Learning Dynamic and Personalized Comorbidity Networks from Event Data using Deep Diffusion Processes
Proceedings of the Twenty Third International Conference on Artificial Intelligence and Statistics, PMLR 108:3295-3305, 2020.
Comorbid diseases co-occur and progress via complex temporal patterns that vary among individuals. In electronic medical records, we only observe onsets of diseases, but not their triggering comorbidities — i.e., the mechanisms underlying temporal relations between diseases need to be inferred. Learning such temporal patterns from event data is crucial for understanding disease pathology and predicting prognoses. To this end, we develop deep diffusion processes (DDP) to model ’dynamic comorbidity networks’, i.e., the temporal relationships between comorbid disease onsets expressed through a dynamic graph. A DDP comprises events modelled as a multi-dimensional point process, with an intensity function parameterized by the edges of a dynamic weighted graph.
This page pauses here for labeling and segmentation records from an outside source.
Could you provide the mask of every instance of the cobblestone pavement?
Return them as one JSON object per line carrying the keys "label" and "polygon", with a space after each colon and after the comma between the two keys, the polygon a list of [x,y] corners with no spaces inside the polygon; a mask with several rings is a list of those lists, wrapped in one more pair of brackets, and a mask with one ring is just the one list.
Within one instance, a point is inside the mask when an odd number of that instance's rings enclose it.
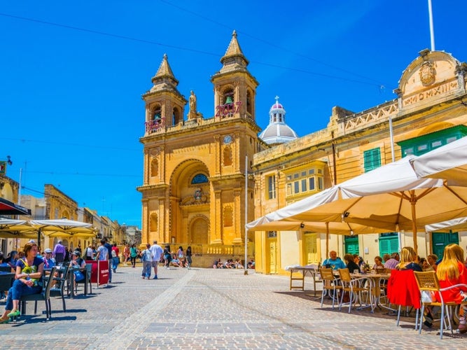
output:
{"label": "cobblestone pavement", "polygon": [[[290,291],[288,276],[243,270],[159,268],[143,280],[141,268],[119,267],[112,284],[85,297],[52,300],[46,321],[29,303],[16,323],[0,324],[0,349],[465,349],[467,335],[435,323],[421,335],[414,319],[368,309],[333,310],[307,290]],[[4,306],[1,306],[4,307]],[[439,326],[438,326],[439,327]]]}

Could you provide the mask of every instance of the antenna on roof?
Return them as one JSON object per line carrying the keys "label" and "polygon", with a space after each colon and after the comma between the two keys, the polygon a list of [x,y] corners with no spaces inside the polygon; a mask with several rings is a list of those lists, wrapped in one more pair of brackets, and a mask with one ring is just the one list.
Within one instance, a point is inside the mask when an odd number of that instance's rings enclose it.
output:
{"label": "antenna on roof", "polygon": [[431,0],[428,0],[428,13],[430,18],[430,40],[431,42],[431,51],[435,50],[435,29],[433,27],[433,10],[431,8]]}

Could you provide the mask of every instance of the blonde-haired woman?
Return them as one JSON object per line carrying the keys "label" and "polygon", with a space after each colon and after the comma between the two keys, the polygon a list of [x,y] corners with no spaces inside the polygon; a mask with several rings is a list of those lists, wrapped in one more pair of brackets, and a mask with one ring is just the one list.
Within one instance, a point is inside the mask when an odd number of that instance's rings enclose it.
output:
{"label": "blonde-haired woman", "polygon": [[[436,276],[440,280],[442,288],[455,286],[456,284],[467,284],[467,269],[464,265],[463,250],[459,244],[451,244],[445,247],[442,261],[436,269]],[[467,288],[460,286],[441,292],[445,302],[454,302],[460,304],[467,300]],[[439,295],[436,295],[438,301],[441,301]],[[461,333],[467,332],[466,316],[467,306],[463,305],[459,317],[459,331]]]}
{"label": "blonde-haired woman", "polygon": [[396,270],[413,270],[414,271],[421,272],[420,265],[415,262],[417,253],[411,246],[405,246],[400,251],[399,254],[400,260],[396,266]]}

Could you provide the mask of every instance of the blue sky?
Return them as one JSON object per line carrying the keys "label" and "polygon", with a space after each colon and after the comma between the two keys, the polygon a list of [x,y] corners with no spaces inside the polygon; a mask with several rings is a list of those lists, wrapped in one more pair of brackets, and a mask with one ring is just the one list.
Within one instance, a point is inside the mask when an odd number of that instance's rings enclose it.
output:
{"label": "blue sky", "polygon": [[[141,225],[144,104],[164,53],[179,91],[214,115],[210,77],[233,29],[260,83],[256,121],[279,96],[299,136],[331,109],[393,99],[430,48],[427,0],[4,1],[0,160],[22,193],[51,183],[80,206]],[[332,5],[330,4],[332,4]],[[465,1],[433,0],[435,48],[467,61]],[[188,113],[188,107],[186,110]]]}

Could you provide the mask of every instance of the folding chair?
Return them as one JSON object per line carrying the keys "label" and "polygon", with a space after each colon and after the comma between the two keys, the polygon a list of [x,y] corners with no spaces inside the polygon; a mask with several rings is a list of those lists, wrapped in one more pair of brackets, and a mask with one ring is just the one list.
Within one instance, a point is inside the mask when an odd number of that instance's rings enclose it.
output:
{"label": "folding chair", "polygon": [[[436,276],[436,272],[434,271],[426,271],[424,272],[414,272],[415,279],[417,284],[420,290],[421,300],[421,315],[420,317],[420,324],[419,326],[419,334],[421,333],[421,322],[423,321],[423,312],[426,306],[439,306],[441,307],[441,318],[440,320],[440,339],[442,339],[442,332],[445,329],[445,316],[447,318],[447,323],[449,326],[446,328],[451,330],[451,333],[453,332],[452,325],[451,324],[452,315],[450,313],[451,308],[456,306],[454,302],[445,302],[442,298],[442,293],[445,290],[449,290],[454,288],[463,286],[467,288],[467,284],[456,284],[455,286],[450,286],[447,288],[440,288],[440,281]],[[432,292],[434,292],[434,295],[438,295],[441,301],[438,302],[433,295]],[[430,298],[431,297],[431,298]],[[467,302],[463,302],[461,304],[467,304]],[[445,311],[446,314],[445,314]]]}

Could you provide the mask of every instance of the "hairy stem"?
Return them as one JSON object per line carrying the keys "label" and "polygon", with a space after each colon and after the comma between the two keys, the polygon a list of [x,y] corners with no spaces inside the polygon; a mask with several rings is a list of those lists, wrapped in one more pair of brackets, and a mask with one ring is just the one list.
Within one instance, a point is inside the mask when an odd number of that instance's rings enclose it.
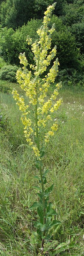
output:
{"label": "hairy stem", "polygon": [[[39,63],[40,60],[40,57],[38,57],[38,62],[37,68],[37,71],[39,70]],[[40,145],[39,145],[39,135],[38,133],[38,115],[37,113],[37,105],[38,105],[38,76],[37,77],[37,81],[36,81],[36,99],[37,101],[37,103],[35,105],[35,130],[36,136],[37,137],[37,146],[38,149],[39,151],[40,151]],[[39,165],[39,171],[40,174],[41,179],[42,183],[42,204],[43,209],[43,224],[45,224],[46,223],[46,209],[45,206],[45,197],[44,196],[44,186],[43,183],[43,180],[42,178],[42,170],[41,166]],[[44,236],[45,234],[45,230],[44,231],[43,235]],[[42,246],[43,247],[44,243],[44,239],[42,240]]]}

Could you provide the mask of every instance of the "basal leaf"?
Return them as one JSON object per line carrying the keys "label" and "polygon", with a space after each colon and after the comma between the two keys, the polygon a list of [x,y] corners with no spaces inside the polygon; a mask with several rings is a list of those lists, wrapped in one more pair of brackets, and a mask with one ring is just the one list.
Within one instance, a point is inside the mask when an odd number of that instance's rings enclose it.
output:
{"label": "basal leaf", "polygon": [[52,184],[51,187],[49,187],[48,188],[47,188],[47,189],[46,189],[45,191],[45,196],[47,196],[47,195],[48,195],[50,193],[53,189],[53,186],[54,184]]}
{"label": "basal leaf", "polygon": [[47,173],[48,173],[49,172],[49,169],[48,169],[47,170],[46,170],[46,171],[45,171],[44,172],[43,174],[44,176],[45,176],[45,175],[46,175],[46,174],[47,174]]}
{"label": "basal leaf", "polygon": [[58,215],[58,214],[56,212],[55,210],[52,208],[51,208],[50,209],[49,211],[47,213],[47,215],[48,216],[50,216],[51,215]]}
{"label": "basal leaf", "polygon": [[40,156],[41,157],[43,157],[44,155],[45,152],[44,151],[40,151]]}
{"label": "basal leaf", "polygon": [[37,186],[33,186],[32,188],[36,188],[37,190],[39,190],[40,191],[41,191],[41,192],[42,192],[42,189],[40,188],[39,188],[39,187],[37,187]]}
{"label": "basal leaf", "polygon": [[43,207],[41,206],[37,208],[37,212],[40,218],[41,223],[43,224]]}

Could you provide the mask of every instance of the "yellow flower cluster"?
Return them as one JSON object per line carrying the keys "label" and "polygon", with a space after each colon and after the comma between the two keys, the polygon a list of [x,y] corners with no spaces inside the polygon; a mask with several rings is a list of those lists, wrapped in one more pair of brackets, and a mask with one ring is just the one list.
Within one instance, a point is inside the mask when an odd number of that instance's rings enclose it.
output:
{"label": "yellow flower cluster", "polygon": [[[32,138],[35,134],[37,137],[38,136],[38,132],[40,132],[43,127],[45,129],[49,120],[52,121],[52,113],[54,113],[55,115],[56,111],[62,101],[62,99],[56,101],[58,94],[58,90],[61,86],[61,83],[56,84],[56,88],[54,90],[53,93],[49,99],[46,100],[47,93],[50,83],[54,83],[58,72],[58,66],[59,64],[57,58],[54,62],[53,65],[50,69],[47,75],[41,79],[41,82],[40,78],[40,75],[46,71],[47,67],[50,65],[51,60],[53,59],[56,54],[56,45],[53,49],[50,50],[51,35],[55,30],[55,24],[53,25],[50,29],[48,26],[52,11],[54,10],[55,5],[56,3],[54,3],[52,5],[50,5],[45,12],[43,25],[37,31],[39,36],[39,39],[33,44],[31,38],[28,36],[27,39],[28,45],[31,45],[31,49],[34,54],[34,64],[29,64],[30,68],[34,70],[33,76],[31,71],[29,71],[27,67],[28,63],[25,53],[20,53],[19,57],[20,63],[22,64],[23,67],[17,71],[16,77],[20,87],[25,91],[26,95],[28,98],[28,105],[25,104],[24,99],[23,97],[19,97],[16,90],[14,90],[12,93],[14,99],[17,101],[16,104],[22,113],[21,120],[24,126],[25,136],[27,141],[32,146],[36,158],[38,159],[40,159],[40,152],[38,149],[39,149],[39,147],[34,145]],[[35,108],[33,121],[31,121],[30,117],[31,107],[33,109],[34,108]],[[40,130],[40,127],[41,127]],[[51,126],[51,130],[45,134],[45,143],[48,142],[50,136],[54,135],[54,132],[57,131],[57,124],[54,123]]]}

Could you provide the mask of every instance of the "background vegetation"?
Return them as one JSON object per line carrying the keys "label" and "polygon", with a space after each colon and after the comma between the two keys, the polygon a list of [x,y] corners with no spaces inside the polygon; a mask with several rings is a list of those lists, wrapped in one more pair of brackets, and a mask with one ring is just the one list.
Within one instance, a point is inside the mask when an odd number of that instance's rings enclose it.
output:
{"label": "background vegetation", "polygon": [[[27,37],[28,34],[34,42],[37,38],[36,31],[41,26],[44,11],[54,2],[30,0],[29,4],[28,0],[1,0],[0,52],[5,61],[18,66],[19,53],[25,52],[29,63],[33,62]],[[58,80],[61,78],[69,85],[74,80],[73,84],[81,86],[84,83],[83,1],[57,2],[50,26],[55,23],[51,48],[57,45],[61,71]]]}
{"label": "background vegetation", "polygon": [[[37,174],[34,157],[24,138],[20,114],[10,92],[15,87],[20,52],[29,63],[33,56],[26,39],[34,42],[43,13],[53,0],[0,0],[0,255],[34,256],[33,203]],[[60,63],[56,82],[63,81],[57,112],[59,127],[48,146],[45,167],[54,181],[51,201],[62,222],[56,234],[59,243],[72,239],[75,246],[62,256],[84,253],[84,6],[83,0],[57,0],[50,24],[55,23],[51,47],[57,45]],[[25,23],[25,24],[24,24]],[[55,86],[55,85],[53,85]],[[53,88],[50,88],[50,93]],[[37,184],[37,185],[38,184]],[[35,198],[34,198],[35,199]],[[31,245],[29,241],[31,237]]]}

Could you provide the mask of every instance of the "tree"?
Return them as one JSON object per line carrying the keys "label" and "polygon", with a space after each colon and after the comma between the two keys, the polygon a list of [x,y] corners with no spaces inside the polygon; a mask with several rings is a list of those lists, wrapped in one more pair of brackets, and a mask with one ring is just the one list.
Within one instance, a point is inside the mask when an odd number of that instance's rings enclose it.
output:
{"label": "tree", "polygon": [[81,22],[83,19],[84,4],[83,0],[75,0],[73,4],[65,4],[64,8],[62,19],[66,26]]}
{"label": "tree", "polygon": [[34,0],[7,0],[1,4],[0,18],[3,27],[14,29],[27,23],[33,17]]}

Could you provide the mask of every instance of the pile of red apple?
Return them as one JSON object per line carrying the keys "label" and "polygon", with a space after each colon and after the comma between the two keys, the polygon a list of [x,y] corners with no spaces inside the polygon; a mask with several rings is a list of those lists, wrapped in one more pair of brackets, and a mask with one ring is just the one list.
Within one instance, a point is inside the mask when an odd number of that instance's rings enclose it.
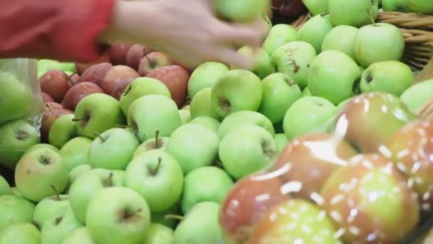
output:
{"label": "pile of red apple", "polygon": [[22,119],[26,96],[0,112],[0,244],[412,236],[433,210],[433,121],[417,115],[433,80],[415,83],[399,29],[370,23],[376,1],[303,2],[316,14],[299,30],[239,50],[251,70],[121,43],[40,70],[40,123]]}

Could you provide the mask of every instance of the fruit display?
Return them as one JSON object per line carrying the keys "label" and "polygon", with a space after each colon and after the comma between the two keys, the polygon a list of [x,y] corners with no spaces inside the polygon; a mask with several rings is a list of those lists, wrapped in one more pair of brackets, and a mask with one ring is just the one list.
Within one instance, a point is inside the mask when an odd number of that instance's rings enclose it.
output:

The graph structure is modulated by a neural network that maps patient history to edge weights, enabling rich temporal representations for disease trajectories. The DDP parameters decouple into clinically meaningful components, which enables serving the dual purpose of accurate risk prediction and intelligible representation of disease pathology. We illustrate these features in experiments using cancer registry data.